May was American Indian Month in Minnesota, and had a very different look to it this year through the pandemic and distress in Minneapolis. No celebration, no powwows, no smell of Indian Tacos down Franklin Avenue. but it was still celebrated.
One such event came from The Division of Indian Work. They announced the winners of their Video/Art Contest. Attendees joined over video conference to appreciate the art of the community and to choose their favorites. Hosting the event was Ashley Zukowski from DIW.
“All of the artwork here was submitted by a large variety of people, mostly in the Twin Cities, but even from Wisconsin. A lot of younger kids, lot of varying age ranges,” said Zukowski “We really appreciate everyone that submitted things. I think this is just something fun to be able to look at and experience today. You know, this month has been difficult for a lot of people, especially this week, and it’s nice to be able to have something to enjoy and come to.”

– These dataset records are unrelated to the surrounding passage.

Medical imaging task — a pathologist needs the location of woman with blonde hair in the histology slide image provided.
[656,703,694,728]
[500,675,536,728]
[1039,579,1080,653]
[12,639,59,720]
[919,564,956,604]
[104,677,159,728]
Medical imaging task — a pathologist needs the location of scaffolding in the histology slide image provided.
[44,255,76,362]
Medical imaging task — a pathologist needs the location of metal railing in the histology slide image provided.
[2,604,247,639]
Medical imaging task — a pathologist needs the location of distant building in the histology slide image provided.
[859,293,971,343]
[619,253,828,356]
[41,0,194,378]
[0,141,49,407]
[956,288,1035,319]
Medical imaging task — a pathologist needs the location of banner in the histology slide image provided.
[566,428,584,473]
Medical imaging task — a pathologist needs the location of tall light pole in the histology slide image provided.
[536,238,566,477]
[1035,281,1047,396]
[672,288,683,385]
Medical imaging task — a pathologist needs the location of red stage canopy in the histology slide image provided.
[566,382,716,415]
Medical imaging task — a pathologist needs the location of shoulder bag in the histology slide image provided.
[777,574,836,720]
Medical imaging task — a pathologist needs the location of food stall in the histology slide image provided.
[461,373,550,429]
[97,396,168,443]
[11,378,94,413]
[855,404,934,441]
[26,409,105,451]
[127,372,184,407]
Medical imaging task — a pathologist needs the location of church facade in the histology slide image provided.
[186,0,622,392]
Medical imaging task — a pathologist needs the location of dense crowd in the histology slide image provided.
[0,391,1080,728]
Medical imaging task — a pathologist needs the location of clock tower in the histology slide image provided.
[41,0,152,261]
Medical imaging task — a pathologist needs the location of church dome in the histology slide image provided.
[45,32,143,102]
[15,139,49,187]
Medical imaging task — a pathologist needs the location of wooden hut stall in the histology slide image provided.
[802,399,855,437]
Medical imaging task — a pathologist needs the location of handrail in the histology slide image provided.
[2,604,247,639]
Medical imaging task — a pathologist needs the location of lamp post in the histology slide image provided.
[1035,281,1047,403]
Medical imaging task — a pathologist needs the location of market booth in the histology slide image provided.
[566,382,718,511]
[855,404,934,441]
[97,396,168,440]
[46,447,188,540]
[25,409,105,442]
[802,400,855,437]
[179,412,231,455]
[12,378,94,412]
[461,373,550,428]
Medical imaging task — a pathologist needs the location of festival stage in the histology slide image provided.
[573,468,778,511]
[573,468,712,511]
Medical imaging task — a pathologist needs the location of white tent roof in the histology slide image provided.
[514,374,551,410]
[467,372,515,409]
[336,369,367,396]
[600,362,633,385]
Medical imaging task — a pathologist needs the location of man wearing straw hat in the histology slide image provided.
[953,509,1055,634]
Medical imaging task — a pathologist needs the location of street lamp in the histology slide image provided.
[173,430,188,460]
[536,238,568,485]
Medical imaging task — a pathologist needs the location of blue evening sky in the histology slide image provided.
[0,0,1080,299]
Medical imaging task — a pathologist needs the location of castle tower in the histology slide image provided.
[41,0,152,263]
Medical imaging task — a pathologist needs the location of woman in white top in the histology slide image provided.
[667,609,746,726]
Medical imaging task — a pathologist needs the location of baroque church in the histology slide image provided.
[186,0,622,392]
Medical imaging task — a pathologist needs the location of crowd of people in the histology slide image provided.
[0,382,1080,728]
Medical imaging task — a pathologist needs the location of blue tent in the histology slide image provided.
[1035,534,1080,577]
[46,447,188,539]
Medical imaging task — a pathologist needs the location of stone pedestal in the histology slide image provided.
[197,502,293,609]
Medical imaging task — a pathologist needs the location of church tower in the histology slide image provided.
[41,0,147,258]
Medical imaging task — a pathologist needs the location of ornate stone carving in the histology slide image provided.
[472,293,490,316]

There were art pieces painted by youth, traditional dancers, and even some lively chalk art all celebrating this years theme of We Are Still Here.
Though there were over a dozen entries, only three could win. Co-host of the event, Afton Delgado, introduced the first place winner Adam Nelson’s piece.
“And this is Adam Nelson. So this is a great piece. It really shows the importance of how the Plains and how everyone feels about Bdote, which is the center of a lot of our communities.”
In other news, Tashia Hart from Red Lake Nation has a new young adult novel that recently made its debut. Gidjie and the Wolves is the first in a series of books called the Intermediaries. Gidjie, a young Anishinaabe girl has friends and loved ones who are intermediaries, beings who walk as both animals and humans.
“This series, like this first book gets you in the wolves. It’s sort of like the intro into this world,” said Hart.
Tashia describes the novel as embracing both the real and the fantastical, all the while embracing Anishinaabe culture and the landscape of Minnesota. Find out more at Tashiahart.com.
For Minnesota Native News, I’m Leah Lemm.